しかし、実戦的な剣術を齧っただけのテミスにそのような真似ができる筈もなく、辛うじて凌いでいるのが精一杯だった。
「ハッ……所詮は私も同族……。呪われた身体能力にかまけていたツケが回ってきたか」
「俺をッ! 殺すんじゃッ!! なかったのかッ!!? オラァッ!!!」
「くぁっ……!!」
荒々しい叫びと共に叩き込まれたひと際鋭い一撃に、テミスは苦し気な悲鳴を零しながら大きく弾き飛ばされる。
だが、サージルの斬撃そのものはテミスの身体に届かず、二人は距離を置いて剣を構え直すと、再び真正面から睨み合って動きを止めた。

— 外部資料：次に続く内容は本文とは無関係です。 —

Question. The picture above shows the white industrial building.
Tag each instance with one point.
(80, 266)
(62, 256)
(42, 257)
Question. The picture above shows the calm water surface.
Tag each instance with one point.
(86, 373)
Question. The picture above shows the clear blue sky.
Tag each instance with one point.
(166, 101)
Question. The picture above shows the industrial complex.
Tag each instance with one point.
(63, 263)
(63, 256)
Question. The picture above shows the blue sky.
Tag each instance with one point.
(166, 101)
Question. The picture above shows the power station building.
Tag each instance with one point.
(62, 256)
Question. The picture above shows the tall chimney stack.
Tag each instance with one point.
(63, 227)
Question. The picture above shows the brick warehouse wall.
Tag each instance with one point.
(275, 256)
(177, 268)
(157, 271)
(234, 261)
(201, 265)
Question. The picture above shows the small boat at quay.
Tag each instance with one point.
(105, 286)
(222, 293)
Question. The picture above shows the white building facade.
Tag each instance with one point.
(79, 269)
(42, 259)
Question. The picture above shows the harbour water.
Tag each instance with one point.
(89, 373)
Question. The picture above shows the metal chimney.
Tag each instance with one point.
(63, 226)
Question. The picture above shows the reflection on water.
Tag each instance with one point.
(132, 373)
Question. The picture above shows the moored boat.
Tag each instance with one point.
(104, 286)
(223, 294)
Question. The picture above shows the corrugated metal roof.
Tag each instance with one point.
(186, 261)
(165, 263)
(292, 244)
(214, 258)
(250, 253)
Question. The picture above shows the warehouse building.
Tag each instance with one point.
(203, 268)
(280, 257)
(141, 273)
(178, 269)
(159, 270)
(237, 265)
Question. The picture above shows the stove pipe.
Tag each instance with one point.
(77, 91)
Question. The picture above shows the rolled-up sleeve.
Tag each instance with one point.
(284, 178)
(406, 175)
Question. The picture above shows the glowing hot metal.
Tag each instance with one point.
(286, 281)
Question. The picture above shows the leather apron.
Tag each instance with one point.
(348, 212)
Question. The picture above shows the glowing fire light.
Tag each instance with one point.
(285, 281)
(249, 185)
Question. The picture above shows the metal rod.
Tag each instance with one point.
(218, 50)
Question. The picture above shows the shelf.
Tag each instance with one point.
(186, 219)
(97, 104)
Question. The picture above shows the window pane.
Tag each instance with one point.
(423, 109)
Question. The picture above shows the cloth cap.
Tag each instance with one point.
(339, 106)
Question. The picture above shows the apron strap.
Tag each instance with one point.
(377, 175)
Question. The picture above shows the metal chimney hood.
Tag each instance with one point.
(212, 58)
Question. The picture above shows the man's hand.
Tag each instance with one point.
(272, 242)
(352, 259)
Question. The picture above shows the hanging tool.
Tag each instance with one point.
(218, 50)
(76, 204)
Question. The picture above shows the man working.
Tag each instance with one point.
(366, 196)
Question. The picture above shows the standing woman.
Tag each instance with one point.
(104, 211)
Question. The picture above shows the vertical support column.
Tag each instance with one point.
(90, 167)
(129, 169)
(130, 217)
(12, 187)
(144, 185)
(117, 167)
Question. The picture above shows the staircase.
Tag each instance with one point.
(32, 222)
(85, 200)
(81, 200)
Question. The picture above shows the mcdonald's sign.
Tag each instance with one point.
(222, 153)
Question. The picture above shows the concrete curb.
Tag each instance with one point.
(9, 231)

「なんだよ。これならまだ、そっちでボロボロんなってるあの魔族のオヤジ共のがマシだぜ?」
「フン……。だろうな。正直、今の私にはお前の力任せな剣を圧倒する程の腕は無い」
「ったく……これだからお前みたいに中途半端な雑魚は嫌なんだよ。面倒だからさ」
「たかだか数合打ち合った程度で調子に乗るなよ? 次はこちらの番だ」
そう言うが早いか、テミスは不規則に左右へとステップを踏みながら踏み込むと、サージルの顔面へ向けて細剣の切っ先を突き込んだ。

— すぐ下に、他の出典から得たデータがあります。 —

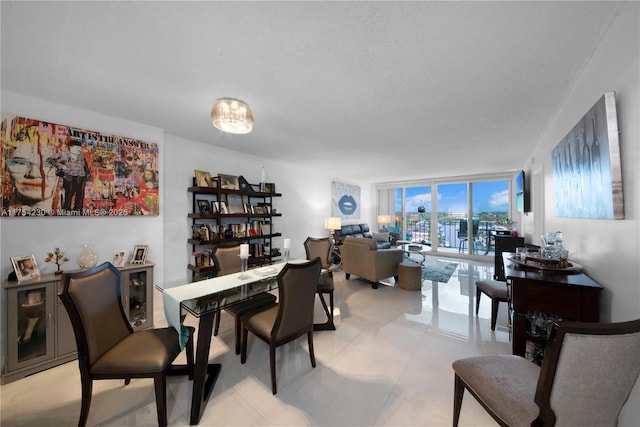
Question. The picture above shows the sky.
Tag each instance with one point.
(490, 196)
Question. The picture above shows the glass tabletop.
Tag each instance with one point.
(216, 301)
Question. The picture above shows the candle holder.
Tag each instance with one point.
(243, 267)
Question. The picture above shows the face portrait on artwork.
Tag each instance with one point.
(34, 178)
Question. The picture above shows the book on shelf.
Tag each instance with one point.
(265, 228)
(201, 258)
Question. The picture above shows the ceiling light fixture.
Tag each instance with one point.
(232, 116)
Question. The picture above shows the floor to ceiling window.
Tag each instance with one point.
(451, 216)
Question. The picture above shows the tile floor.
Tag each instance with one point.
(387, 364)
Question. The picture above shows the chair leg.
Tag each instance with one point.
(312, 354)
(87, 387)
(272, 364)
(494, 313)
(458, 393)
(160, 382)
(190, 354)
(243, 352)
(216, 326)
(331, 302)
(238, 334)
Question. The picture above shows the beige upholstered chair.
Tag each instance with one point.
(226, 260)
(361, 257)
(107, 346)
(321, 248)
(586, 377)
(291, 318)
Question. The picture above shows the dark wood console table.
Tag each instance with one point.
(571, 295)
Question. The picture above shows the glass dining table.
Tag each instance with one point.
(203, 299)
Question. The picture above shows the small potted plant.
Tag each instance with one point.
(57, 257)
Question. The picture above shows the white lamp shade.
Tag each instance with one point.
(384, 219)
(333, 223)
(232, 116)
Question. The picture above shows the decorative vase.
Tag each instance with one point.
(88, 257)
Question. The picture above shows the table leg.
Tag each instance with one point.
(205, 374)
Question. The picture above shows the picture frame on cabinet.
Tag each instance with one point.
(203, 178)
(25, 267)
(118, 258)
(235, 203)
(139, 254)
(228, 182)
(204, 207)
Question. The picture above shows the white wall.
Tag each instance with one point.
(305, 203)
(608, 249)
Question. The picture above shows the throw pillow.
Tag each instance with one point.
(381, 237)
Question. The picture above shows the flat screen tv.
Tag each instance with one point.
(522, 204)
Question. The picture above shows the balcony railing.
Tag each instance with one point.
(452, 236)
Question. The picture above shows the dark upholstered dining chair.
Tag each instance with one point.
(226, 260)
(107, 346)
(498, 292)
(321, 248)
(291, 318)
(586, 376)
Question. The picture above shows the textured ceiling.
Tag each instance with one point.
(376, 91)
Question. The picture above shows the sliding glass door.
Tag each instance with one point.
(460, 217)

テミスの奇襲にサージルは僅かに首を傾げただけで刺突を躱してみせるが、その頃には既に突き出されたはずの細剣は引き戻され、同時にテミスは足を開いて体勢を落とすと、今度は腹に向けて二度目の突きを放った。
「ん~……」
しかし、サージルは僅かに悩むようなそぶりを見せながら、二度目の刺突を構えていた剣で払って防ぐ。
これで二手。
瞬時に繰り出した攻撃を防がれながらも、テミスは不敵に微笑みを漏らすと、さらに深く体勢を落としながら身体を捻り、刺突を繰り出した腕を引き戻しながらサージルの足を払った。
「おっ……!? うぉっ……!!」
足首を刈り取るかのごとくしなやかに放たれたテミスの足払いを受けたサージルは、驚きの表情を浮かべて体勢を崩すと、敵であるテミスが間近にいるにも関わらず、迫り来る地面に向けて手を伸ばした。

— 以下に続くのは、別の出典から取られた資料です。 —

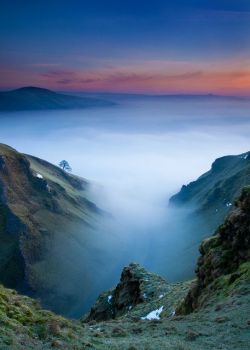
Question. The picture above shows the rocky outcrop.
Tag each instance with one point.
(223, 253)
(136, 286)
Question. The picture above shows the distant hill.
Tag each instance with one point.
(35, 98)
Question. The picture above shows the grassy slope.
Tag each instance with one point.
(220, 321)
(50, 211)
(223, 323)
(211, 193)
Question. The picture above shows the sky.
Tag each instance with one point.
(139, 46)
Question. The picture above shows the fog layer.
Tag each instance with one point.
(136, 155)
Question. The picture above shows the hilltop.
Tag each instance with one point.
(43, 212)
(202, 205)
(35, 98)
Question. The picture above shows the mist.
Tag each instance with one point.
(135, 155)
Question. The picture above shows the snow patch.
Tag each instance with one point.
(153, 315)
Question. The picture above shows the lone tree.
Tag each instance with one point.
(65, 165)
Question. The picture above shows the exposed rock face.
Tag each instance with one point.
(40, 206)
(136, 286)
(223, 253)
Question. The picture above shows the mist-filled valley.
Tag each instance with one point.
(135, 155)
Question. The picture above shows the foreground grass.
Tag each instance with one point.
(222, 323)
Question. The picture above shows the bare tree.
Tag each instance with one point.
(65, 165)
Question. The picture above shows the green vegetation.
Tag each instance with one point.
(41, 206)
(211, 312)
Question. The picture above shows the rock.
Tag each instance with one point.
(221, 319)
(57, 344)
(136, 286)
(191, 335)
(222, 254)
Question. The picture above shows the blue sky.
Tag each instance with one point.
(100, 39)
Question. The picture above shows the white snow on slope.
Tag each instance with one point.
(153, 315)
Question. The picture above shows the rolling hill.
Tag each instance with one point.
(35, 98)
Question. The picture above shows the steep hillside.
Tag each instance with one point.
(202, 205)
(225, 257)
(212, 195)
(145, 312)
(34, 98)
(43, 212)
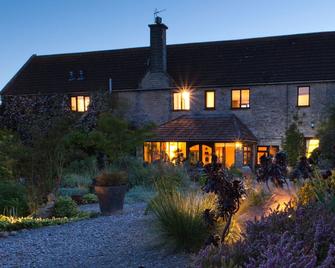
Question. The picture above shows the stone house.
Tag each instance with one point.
(234, 99)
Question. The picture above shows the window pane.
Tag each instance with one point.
(73, 103)
(311, 145)
(303, 96)
(245, 98)
(210, 99)
(87, 102)
(81, 104)
(235, 98)
(185, 100)
(230, 154)
(176, 101)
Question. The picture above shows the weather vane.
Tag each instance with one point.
(156, 12)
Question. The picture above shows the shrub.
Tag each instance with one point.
(74, 180)
(72, 191)
(13, 199)
(180, 218)
(175, 175)
(299, 237)
(115, 178)
(139, 194)
(18, 223)
(326, 132)
(306, 194)
(65, 207)
(90, 199)
(293, 144)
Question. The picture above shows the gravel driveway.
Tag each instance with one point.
(124, 240)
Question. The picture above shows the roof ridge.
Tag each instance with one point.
(214, 42)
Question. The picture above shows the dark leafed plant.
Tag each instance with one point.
(303, 170)
(229, 192)
(273, 169)
(326, 133)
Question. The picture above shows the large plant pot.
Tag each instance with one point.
(111, 198)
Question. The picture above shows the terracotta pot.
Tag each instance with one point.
(111, 198)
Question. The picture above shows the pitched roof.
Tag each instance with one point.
(291, 58)
(204, 128)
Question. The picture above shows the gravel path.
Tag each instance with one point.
(124, 240)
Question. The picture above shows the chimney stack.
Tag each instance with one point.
(158, 46)
(156, 76)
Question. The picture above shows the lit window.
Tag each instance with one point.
(181, 101)
(303, 96)
(240, 98)
(247, 155)
(311, 145)
(225, 153)
(80, 103)
(266, 151)
(210, 99)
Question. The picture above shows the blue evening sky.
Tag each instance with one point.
(59, 26)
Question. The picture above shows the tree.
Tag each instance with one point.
(293, 144)
(113, 137)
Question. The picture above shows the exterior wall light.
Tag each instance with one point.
(238, 145)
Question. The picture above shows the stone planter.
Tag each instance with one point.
(111, 198)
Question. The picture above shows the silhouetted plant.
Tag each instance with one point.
(293, 144)
(273, 169)
(229, 192)
(303, 170)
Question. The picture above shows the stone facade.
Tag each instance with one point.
(272, 108)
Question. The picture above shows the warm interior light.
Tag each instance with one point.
(238, 145)
(185, 95)
(210, 99)
(311, 145)
(303, 96)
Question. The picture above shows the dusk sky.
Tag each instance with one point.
(62, 26)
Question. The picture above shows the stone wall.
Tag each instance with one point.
(272, 108)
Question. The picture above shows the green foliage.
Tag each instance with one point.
(11, 152)
(72, 191)
(293, 144)
(306, 194)
(90, 198)
(65, 207)
(115, 178)
(74, 180)
(112, 136)
(18, 223)
(180, 217)
(82, 164)
(139, 194)
(326, 133)
(13, 199)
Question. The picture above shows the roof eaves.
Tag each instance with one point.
(11, 81)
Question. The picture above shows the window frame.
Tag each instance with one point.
(84, 97)
(309, 97)
(267, 151)
(231, 98)
(181, 103)
(208, 91)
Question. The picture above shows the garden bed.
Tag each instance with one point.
(123, 240)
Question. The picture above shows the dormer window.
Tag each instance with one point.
(303, 97)
(181, 101)
(71, 76)
(240, 98)
(81, 75)
(80, 103)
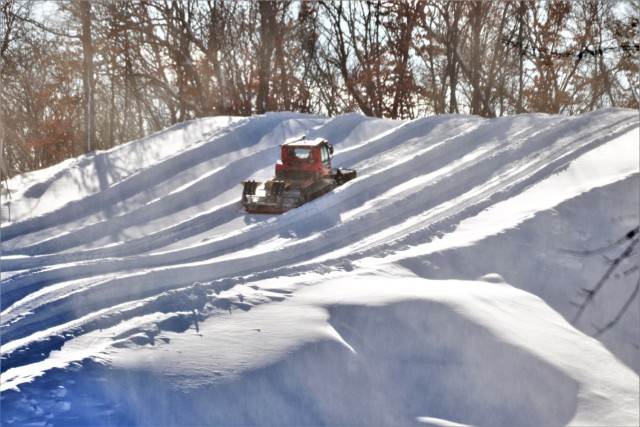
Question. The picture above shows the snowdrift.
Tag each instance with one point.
(438, 288)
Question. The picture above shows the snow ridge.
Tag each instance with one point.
(142, 248)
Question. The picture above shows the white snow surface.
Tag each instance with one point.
(437, 288)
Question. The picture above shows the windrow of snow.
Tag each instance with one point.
(391, 301)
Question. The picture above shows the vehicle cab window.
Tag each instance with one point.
(324, 154)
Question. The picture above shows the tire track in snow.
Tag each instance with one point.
(507, 182)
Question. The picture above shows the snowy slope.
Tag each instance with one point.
(435, 289)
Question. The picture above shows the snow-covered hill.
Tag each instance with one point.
(438, 288)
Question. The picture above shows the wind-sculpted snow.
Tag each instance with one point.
(149, 248)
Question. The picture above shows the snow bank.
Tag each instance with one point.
(435, 289)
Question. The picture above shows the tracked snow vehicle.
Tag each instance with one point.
(304, 173)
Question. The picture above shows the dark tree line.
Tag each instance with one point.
(77, 76)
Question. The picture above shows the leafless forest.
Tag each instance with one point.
(77, 76)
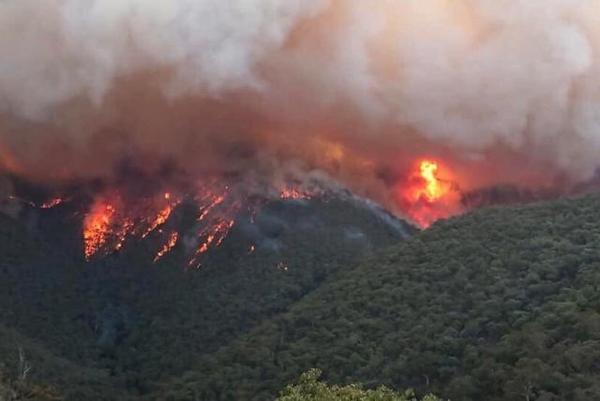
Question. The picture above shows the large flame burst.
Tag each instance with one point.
(112, 220)
(428, 195)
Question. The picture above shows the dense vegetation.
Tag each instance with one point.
(501, 304)
(113, 328)
(309, 388)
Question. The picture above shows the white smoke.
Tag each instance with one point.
(471, 76)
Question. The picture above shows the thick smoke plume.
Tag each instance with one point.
(501, 91)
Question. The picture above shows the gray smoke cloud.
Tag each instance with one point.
(506, 89)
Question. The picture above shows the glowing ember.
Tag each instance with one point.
(51, 203)
(161, 218)
(294, 193)
(434, 189)
(213, 235)
(97, 227)
(426, 197)
(168, 246)
(113, 219)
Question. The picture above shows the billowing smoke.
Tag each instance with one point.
(501, 91)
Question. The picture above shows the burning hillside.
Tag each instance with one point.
(416, 105)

その致命的ともいえる隙に、テミスは容赦なく引き戻した細剣を叩き込んだ。
狙いは肩口。
体勢を完全に崩したサージルに、この三撃目に応ずる事のできる手段は無く、テミスの細剣は吸い込まれるかの如く綺麗に狙い通りの位置を刺し貫き、そのままサージルを地面へと縫い留めた。
「ッ……!!!」
だが、サージルにリョース達を苦しめたあの能力がある以上、これで終わりではない。
そう心得ているが故に、テミスは襲い来るであろう痛みに備えて固く歯を食いしばると、突き立てた細剣を引き抜きながら再び距離を取るべく後ろへと飛び退いたのだった。